Deel IV, met behulp van bijkomende interview data, clustert acht ideaal types van tactieken in
het centrale construct van deze studie: de ‘Taxonomie voor de Productie van de Gemene Ruimte’. Van
hieruit worden drie synthetiserende stellingen naar voren gebracht. ‘These Eén’ argumenteert dat de
twee vormen van commoning – Symbiotisch en Oppositioneel – niet samenvallen met voornoemde
theoretische benaderingen. Symbiotische commoners, zo leren we, maken gebruik van wat er zowel in
Ostrom als in de post-Marxistische theorieën bepleit wordt. Hetzelfde geldt voor zij die actief zijn in de
Oppositionele variant. Op het gebied van de ruimtelijke triade betekent dit dat commoners oscilleren
tussen representatie en significatie. ‘These Twee’ bepaalt dat de Oppositionele variant niet
noodzakelijkerwijs het loutere ‘verlaten’ van politiek-economische instituties hoeft in te houden. ‘These
Drie’, ten slotte, laat zien dat alle drie de componenten van de triade een commoning project kunnen
onderschrijven, maar evenzeer kunnen ondermijnen.

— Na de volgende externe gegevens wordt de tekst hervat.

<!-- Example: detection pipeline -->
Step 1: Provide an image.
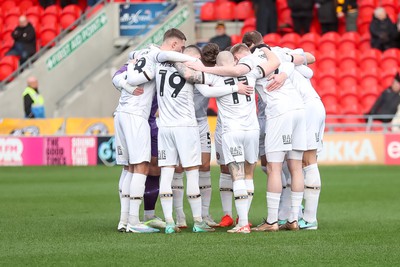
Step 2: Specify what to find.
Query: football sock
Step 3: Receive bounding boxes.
[160,167,175,223]
[244,179,254,212]
[233,180,249,226]
[219,173,233,217]
[303,163,321,223]
[199,171,211,217]
[289,191,303,222]
[128,173,146,225]
[119,172,133,224]
[172,173,185,223]
[186,169,202,222]
[267,192,281,224]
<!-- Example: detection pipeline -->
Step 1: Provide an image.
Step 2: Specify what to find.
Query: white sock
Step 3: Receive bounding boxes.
[186,169,202,222]
[199,171,212,217]
[233,180,249,226]
[278,185,292,220]
[159,167,175,223]
[219,173,233,217]
[128,173,147,225]
[143,210,156,221]
[119,172,133,224]
[289,191,303,222]
[303,163,321,223]
[172,172,185,223]
[118,168,128,201]
[267,192,281,224]
[244,179,254,212]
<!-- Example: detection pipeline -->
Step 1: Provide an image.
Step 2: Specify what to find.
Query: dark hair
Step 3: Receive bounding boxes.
[231,43,250,55]
[201,43,219,67]
[183,45,201,55]
[242,31,263,47]
[163,28,186,41]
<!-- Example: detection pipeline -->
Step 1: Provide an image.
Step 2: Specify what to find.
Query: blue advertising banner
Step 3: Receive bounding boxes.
[119,3,176,36]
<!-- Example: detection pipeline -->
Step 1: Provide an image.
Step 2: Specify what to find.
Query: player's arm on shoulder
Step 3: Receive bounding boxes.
[174,62,204,83]
[127,57,155,86]
[259,47,281,77]
[155,51,197,62]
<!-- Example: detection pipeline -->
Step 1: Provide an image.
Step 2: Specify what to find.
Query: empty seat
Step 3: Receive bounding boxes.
[280,32,300,49]
[0,56,19,81]
[60,5,82,29]
[235,1,255,20]
[263,33,281,46]
[200,2,215,21]
[215,2,236,20]
[318,32,340,53]
[358,49,382,70]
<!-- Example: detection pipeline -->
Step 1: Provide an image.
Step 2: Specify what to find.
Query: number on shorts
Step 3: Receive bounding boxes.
[158,70,186,98]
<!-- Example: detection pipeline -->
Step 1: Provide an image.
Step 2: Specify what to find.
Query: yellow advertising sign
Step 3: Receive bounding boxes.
[318,133,385,165]
[65,117,114,135]
[0,118,64,136]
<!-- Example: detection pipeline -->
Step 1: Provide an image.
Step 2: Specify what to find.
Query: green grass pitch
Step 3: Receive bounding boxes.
[0,166,400,266]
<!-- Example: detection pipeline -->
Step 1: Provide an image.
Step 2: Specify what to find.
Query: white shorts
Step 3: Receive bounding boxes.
[158,127,201,168]
[114,112,151,165]
[197,117,211,153]
[214,123,226,165]
[258,117,266,157]
[305,98,326,152]
[265,109,307,154]
[222,130,260,164]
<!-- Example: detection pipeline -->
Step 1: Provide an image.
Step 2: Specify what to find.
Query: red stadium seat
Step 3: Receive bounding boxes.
[0,0,17,12]
[4,6,21,28]
[360,67,379,88]
[39,24,60,47]
[263,33,281,46]
[0,56,19,81]
[380,48,400,69]
[200,2,216,21]
[215,2,236,20]
[235,1,255,20]
[41,5,62,25]
[316,50,338,71]
[318,32,340,53]
[18,0,35,13]
[280,32,300,49]
[25,5,44,27]
[60,5,82,30]
[339,32,360,51]
[358,49,382,70]
[338,50,359,70]
[339,69,358,88]
[0,39,14,58]
[300,32,320,52]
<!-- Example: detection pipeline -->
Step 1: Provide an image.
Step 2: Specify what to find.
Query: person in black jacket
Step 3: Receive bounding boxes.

De studie eindigt met een Excursus en een Epiloog over de relatie tussen de gemene ruimte en
politieke actie. Er wordt onderzocht wat een ‘politiek potente’ productie van de gemene ruimte zou
kunnen inhouden. Tegelijk bouwend op het werk van Webb, Mouffe en Rancière eindigt de studie met
een beschouwing van het Berlijnse commoning collectief Raumlabor. Gebaseerd op Raumlabors
productie van de gemene ruimte wordt finaal het volgende argument gemaakt: terwijl een politiek
potente productie van de gemene ruimte een momentane aangelegenheid blijkt te zijn, behoeft zij
desalniettemin een voortgezette basis van hegemonie-ontwikkeling. Zodoende wordt Lefebvre’s triade
wederom gevaloriseerd. Finaal wordt namelijk beschreven hoe een politieke productie van de gemene
ruimte voortkomt uit de autonome bouw van een ‘podium’ voor dissensus (configuratie), prepolitieke
deliberatie (significatie), en de ontwikkeling van een gedeelde counter-hegemonie (representatie).